In recent months state-run utilities have switched off power for several hours a day across the country, though the situation improved towards the end of summer, as air conditioners are in less use. Prime Minister Yousaf Raza Gilani on Friday held a meeting with senior officials to discuss the possibility of buying nuclear plants.
Gilani set up a committee of senior officials "to work out the modalities and financial arrangements before a formal decision is made on the purchase of nuclear energy plants," his office said in a statement without giving further details. Pakistan has two nuclear power plants.

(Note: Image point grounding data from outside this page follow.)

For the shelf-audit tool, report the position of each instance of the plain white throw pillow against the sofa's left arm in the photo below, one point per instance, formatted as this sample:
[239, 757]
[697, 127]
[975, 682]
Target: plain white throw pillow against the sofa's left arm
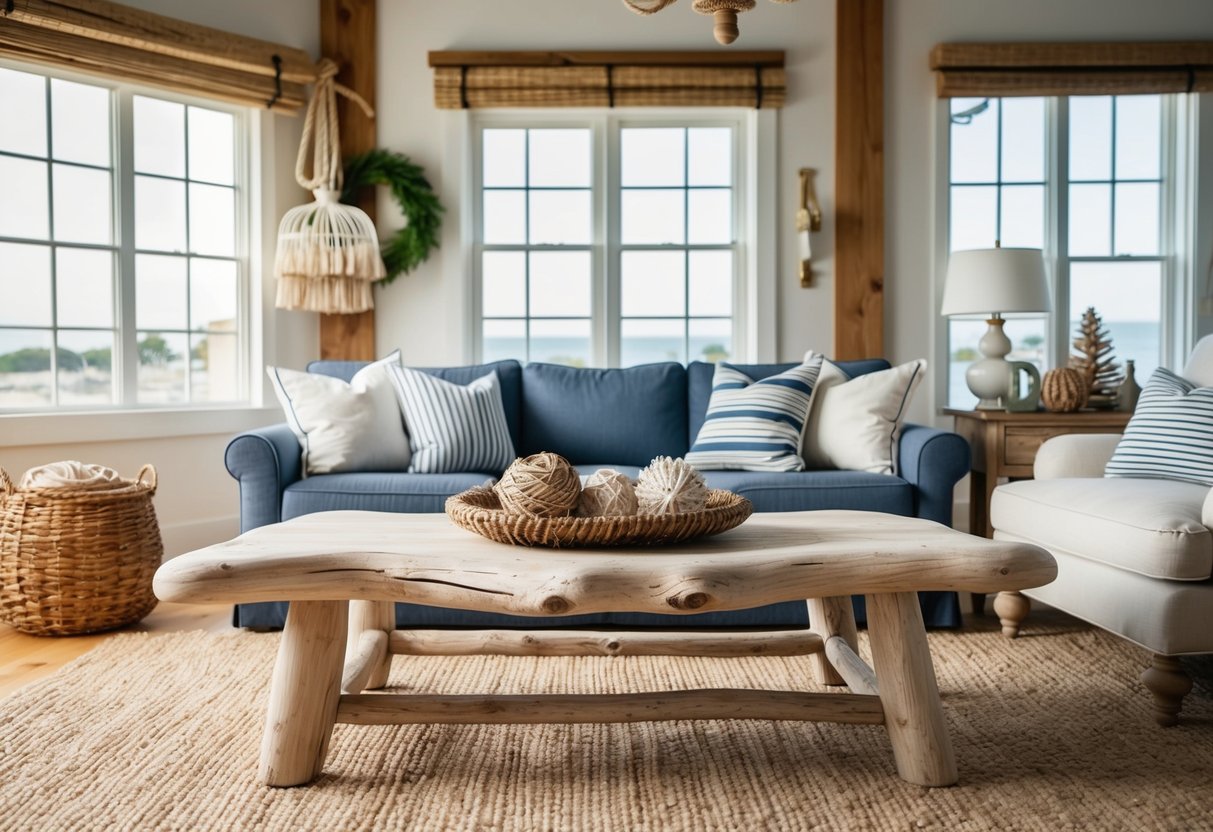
[341, 426]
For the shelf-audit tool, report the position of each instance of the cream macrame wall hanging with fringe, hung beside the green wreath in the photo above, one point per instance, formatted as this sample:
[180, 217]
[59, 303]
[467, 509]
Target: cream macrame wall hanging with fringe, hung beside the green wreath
[328, 253]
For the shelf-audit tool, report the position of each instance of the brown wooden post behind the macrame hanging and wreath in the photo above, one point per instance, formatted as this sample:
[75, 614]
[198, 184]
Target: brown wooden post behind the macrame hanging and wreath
[348, 37]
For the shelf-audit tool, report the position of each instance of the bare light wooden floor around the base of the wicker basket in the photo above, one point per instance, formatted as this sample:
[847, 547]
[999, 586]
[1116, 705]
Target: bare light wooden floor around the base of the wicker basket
[25, 659]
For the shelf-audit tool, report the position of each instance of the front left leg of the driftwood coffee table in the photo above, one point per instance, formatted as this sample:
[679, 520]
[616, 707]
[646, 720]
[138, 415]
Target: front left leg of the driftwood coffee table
[305, 693]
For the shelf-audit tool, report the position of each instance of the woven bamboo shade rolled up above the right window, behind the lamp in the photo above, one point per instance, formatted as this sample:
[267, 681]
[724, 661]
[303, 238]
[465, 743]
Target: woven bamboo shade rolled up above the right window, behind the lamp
[1072, 70]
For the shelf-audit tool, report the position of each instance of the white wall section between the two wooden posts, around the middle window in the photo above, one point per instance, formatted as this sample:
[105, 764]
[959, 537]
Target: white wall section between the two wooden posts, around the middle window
[420, 311]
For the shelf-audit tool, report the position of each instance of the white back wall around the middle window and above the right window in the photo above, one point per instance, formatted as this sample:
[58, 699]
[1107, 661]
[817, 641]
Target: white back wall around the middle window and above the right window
[420, 315]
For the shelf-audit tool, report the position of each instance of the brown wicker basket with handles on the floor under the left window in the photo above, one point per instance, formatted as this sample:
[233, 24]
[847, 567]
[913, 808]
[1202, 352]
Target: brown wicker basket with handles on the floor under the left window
[78, 561]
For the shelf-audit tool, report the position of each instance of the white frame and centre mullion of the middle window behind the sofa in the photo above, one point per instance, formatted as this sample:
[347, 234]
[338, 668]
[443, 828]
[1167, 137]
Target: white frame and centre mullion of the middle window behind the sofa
[606, 248]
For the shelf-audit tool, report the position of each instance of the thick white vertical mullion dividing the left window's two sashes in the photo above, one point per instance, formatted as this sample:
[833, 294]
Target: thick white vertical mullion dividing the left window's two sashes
[127, 362]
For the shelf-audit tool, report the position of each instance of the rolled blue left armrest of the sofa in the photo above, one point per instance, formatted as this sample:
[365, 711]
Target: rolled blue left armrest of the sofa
[265, 461]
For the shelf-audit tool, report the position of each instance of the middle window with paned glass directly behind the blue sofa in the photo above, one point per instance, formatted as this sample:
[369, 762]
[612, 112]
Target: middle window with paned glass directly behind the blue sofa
[608, 242]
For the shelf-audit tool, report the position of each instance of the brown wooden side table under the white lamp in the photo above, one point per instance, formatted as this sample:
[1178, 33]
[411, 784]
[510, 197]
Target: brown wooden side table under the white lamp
[1005, 446]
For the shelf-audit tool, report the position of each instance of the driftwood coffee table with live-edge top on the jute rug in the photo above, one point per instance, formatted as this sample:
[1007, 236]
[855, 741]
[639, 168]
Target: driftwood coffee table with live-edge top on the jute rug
[344, 571]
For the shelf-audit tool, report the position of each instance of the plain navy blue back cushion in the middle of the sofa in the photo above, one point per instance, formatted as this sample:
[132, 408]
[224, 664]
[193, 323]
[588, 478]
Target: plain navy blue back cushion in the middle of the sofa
[628, 417]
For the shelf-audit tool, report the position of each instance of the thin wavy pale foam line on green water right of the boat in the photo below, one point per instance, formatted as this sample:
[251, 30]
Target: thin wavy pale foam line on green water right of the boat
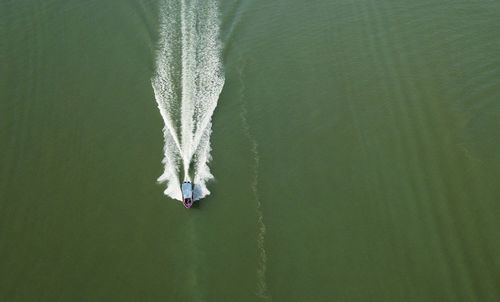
[262, 266]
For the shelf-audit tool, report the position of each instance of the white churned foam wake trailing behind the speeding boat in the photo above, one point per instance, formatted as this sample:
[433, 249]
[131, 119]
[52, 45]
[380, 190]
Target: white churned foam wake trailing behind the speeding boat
[187, 84]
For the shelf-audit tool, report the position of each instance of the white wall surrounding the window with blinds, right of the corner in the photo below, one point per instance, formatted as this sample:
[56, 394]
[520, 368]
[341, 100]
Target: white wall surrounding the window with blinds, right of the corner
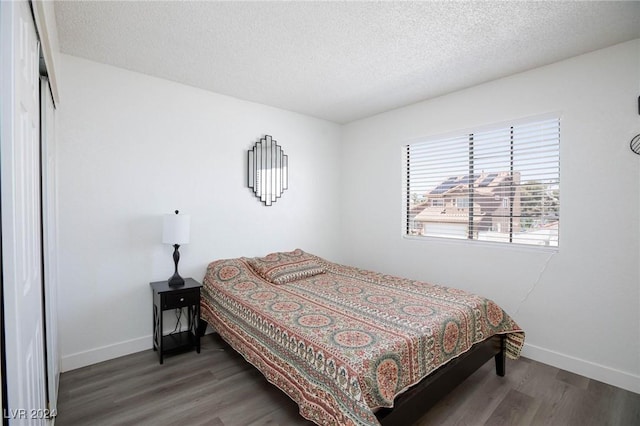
[580, 306]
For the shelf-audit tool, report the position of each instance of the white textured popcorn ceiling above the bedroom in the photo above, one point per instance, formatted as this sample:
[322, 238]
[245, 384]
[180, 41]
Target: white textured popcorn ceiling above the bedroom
[340, 61]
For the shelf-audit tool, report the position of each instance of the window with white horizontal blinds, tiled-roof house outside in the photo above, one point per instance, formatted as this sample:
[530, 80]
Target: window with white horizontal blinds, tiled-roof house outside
[501, 185]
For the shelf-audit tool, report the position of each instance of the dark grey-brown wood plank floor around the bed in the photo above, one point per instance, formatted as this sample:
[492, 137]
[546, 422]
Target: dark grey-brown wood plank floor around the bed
[217, 387]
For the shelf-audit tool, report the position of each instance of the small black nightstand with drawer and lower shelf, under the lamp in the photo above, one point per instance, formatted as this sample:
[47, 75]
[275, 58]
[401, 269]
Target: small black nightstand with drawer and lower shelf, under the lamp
[168, 298]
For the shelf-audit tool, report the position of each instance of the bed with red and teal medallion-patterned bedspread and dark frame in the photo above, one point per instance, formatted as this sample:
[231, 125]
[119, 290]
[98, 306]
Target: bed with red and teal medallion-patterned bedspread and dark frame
[351, 346]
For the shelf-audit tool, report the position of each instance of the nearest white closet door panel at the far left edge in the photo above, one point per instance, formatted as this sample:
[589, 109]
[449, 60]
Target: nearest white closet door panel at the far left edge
[21, 220]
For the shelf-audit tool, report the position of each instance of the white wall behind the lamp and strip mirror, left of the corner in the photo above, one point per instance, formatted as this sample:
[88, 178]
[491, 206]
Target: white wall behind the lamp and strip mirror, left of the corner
[132, 148]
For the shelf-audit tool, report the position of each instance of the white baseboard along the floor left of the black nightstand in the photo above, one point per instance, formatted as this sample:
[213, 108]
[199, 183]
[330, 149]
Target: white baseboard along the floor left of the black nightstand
[104, 353]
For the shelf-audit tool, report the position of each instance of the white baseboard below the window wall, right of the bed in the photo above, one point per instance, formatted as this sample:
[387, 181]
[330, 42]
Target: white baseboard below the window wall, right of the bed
[601, 373]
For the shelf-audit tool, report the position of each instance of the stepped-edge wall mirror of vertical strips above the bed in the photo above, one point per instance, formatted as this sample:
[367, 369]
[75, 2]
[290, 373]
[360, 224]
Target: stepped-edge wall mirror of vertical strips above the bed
[268, 170]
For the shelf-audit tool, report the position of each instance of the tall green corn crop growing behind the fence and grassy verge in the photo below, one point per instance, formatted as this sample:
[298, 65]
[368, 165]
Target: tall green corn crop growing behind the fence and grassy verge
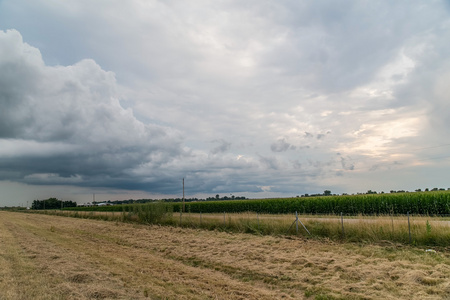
[423, 203]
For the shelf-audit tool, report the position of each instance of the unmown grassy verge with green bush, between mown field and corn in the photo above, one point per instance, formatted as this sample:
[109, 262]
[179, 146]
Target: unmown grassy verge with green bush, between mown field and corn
[419, 230]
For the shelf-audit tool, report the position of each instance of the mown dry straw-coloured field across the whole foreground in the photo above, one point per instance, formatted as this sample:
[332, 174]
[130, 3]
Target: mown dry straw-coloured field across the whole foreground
[53, 257]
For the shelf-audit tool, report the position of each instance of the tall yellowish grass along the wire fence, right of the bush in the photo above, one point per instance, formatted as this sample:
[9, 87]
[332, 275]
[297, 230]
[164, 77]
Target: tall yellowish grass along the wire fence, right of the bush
[424, 230]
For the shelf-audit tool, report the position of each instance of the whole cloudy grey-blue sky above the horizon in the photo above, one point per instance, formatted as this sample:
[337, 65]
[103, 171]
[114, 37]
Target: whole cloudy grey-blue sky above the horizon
[124, 99]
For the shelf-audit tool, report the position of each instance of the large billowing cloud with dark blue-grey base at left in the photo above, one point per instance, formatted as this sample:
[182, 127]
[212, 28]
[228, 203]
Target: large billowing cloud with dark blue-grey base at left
[75, 107]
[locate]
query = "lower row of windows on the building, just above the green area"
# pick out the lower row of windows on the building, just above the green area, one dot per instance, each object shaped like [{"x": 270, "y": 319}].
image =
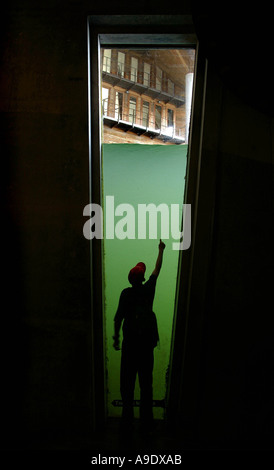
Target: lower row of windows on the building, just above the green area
[{"x": 151, "y": 114}]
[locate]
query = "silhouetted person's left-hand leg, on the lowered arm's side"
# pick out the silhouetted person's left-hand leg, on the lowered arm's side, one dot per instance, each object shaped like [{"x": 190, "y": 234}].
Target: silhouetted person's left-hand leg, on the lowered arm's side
[{"x": 127, "y": 384}]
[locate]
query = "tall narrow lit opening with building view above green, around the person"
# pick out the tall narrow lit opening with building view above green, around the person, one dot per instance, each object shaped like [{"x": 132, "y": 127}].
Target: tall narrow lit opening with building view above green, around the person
[{"x": 146, "y": 111}]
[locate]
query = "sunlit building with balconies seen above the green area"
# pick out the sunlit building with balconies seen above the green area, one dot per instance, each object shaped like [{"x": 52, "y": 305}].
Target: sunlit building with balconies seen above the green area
[{"x": 145, "y": 95}]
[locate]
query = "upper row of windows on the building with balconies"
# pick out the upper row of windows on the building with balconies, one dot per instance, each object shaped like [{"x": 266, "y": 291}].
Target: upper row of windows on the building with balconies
[{"x": 147, "y": 77}]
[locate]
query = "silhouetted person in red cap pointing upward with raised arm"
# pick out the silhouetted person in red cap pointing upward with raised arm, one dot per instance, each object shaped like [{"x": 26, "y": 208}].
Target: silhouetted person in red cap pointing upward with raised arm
[{"x": 140, "y": 336}]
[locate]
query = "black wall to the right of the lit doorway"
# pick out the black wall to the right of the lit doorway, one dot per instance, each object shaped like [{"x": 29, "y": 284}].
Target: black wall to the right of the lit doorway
[{"x": 236, "y": 370}]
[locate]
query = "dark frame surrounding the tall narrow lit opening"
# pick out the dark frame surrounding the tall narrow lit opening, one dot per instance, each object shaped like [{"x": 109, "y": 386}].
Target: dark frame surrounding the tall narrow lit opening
[{"x": 151, "y": 31}]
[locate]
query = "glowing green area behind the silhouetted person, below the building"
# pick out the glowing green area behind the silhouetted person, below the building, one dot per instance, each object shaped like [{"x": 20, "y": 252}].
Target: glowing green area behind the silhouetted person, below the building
[{"x": 141, "y": 174}]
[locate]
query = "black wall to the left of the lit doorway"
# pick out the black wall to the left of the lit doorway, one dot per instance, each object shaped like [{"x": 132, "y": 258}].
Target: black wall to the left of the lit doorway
[{"x": 46, "y": 334}]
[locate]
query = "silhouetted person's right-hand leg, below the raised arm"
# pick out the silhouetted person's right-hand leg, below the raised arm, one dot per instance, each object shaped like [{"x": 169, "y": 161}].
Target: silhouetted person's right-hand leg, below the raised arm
[{"x": 145, "y": 372}]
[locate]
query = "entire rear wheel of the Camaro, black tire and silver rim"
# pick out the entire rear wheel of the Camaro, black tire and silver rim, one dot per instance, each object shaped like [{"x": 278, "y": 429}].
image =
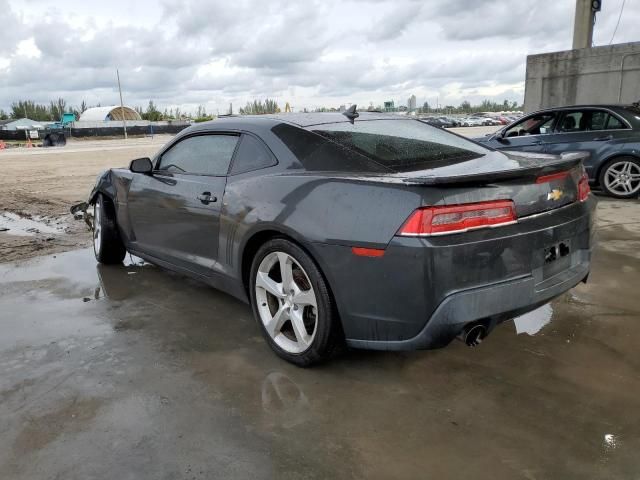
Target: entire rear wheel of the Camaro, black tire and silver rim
[{"x": 292, "y": 304}]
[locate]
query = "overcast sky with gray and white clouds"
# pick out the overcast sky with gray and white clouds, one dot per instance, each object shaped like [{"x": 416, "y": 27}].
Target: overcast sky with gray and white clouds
[{"x": 307, "y": 52}]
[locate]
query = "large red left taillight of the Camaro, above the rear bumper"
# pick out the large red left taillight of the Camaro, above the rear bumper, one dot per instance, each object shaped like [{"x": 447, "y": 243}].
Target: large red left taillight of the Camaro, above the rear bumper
[{"x": 458, "y": 218}]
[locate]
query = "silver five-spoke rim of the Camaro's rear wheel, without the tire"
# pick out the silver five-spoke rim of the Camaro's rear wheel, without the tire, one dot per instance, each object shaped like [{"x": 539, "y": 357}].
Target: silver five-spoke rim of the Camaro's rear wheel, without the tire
[{"x": 286, "y": 302}]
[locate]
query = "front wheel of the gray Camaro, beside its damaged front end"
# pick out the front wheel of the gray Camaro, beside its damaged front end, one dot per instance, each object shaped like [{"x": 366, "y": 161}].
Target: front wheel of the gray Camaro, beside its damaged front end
[{"x": 107, "y": 244}]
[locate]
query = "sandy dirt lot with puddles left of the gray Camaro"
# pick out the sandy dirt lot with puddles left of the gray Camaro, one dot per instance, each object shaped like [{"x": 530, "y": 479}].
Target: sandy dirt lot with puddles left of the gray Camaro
[{"x": 38, "y": 186}]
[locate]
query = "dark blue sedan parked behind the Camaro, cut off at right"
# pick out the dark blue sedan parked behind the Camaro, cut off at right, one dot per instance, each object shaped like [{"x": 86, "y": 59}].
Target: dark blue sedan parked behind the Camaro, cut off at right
[{"x": 610, "y": 133}]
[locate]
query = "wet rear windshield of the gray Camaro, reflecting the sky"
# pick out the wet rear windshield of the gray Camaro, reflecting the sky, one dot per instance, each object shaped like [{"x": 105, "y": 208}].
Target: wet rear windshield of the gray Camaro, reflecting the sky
[{"x": 401, "y": 145}]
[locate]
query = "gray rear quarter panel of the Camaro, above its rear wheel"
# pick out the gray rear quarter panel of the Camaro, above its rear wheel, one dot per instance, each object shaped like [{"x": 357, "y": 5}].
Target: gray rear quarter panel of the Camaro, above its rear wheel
[{"x": 313, "y": 209}]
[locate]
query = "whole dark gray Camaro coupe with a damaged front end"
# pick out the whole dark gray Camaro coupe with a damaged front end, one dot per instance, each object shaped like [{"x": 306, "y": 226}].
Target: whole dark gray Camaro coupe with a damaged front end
[{"x": 378, "y": 230}]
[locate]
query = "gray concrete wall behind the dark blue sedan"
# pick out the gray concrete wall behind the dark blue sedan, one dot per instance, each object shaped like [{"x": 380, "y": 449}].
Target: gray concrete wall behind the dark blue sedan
[{"x": 590, "y": 75}]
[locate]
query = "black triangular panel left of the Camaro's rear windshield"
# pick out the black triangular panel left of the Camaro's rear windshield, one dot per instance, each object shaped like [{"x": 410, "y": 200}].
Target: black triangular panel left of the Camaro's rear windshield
[{"x": 317, "y": 154}]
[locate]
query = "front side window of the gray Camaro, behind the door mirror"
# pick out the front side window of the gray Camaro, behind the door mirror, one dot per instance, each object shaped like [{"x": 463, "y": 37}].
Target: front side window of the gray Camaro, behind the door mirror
[{"x": 202, "y": 154}]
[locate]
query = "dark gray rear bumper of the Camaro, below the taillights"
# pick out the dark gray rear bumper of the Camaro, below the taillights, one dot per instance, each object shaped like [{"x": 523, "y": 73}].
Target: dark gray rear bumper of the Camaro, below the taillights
[{"x": 423, "y": 291}]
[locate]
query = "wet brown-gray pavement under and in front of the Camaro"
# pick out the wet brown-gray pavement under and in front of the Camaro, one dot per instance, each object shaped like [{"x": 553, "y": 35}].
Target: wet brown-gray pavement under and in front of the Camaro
[{"x": 134, "y": 372}]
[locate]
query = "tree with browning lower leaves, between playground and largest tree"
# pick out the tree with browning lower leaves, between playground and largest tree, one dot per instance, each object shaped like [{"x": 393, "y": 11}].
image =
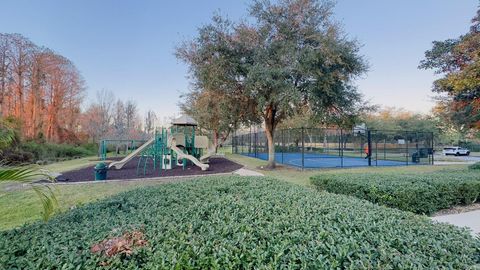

Its first nuclear power plant was set up with Canadian help in 1972 and has a capacity of 137 megawatts. The second nuclear power plant was built with the help of its long-time ally, China, in 1999 in Chashma, a town in the central Punjab province. It has a generation capacity of 325 megawatts. China is helping Pakistan build a third plant near Chashma.
Pakistan has previously asked the United States for a deal along the lines of one struck between the United States and rival India, that gives access to US know-how and technology to develop civil nuclear energy capacity.
The United States refused because of a scandal involving Pakistan's top nuclear scientist. Abdul Qadeer Khan was put under house arrest in 2004 after admitting he had run a smuggling ring to supply nuclear parts to countries including Libya, Iran and North Korea. Pakistan and India became nuclear-armed states in 1988.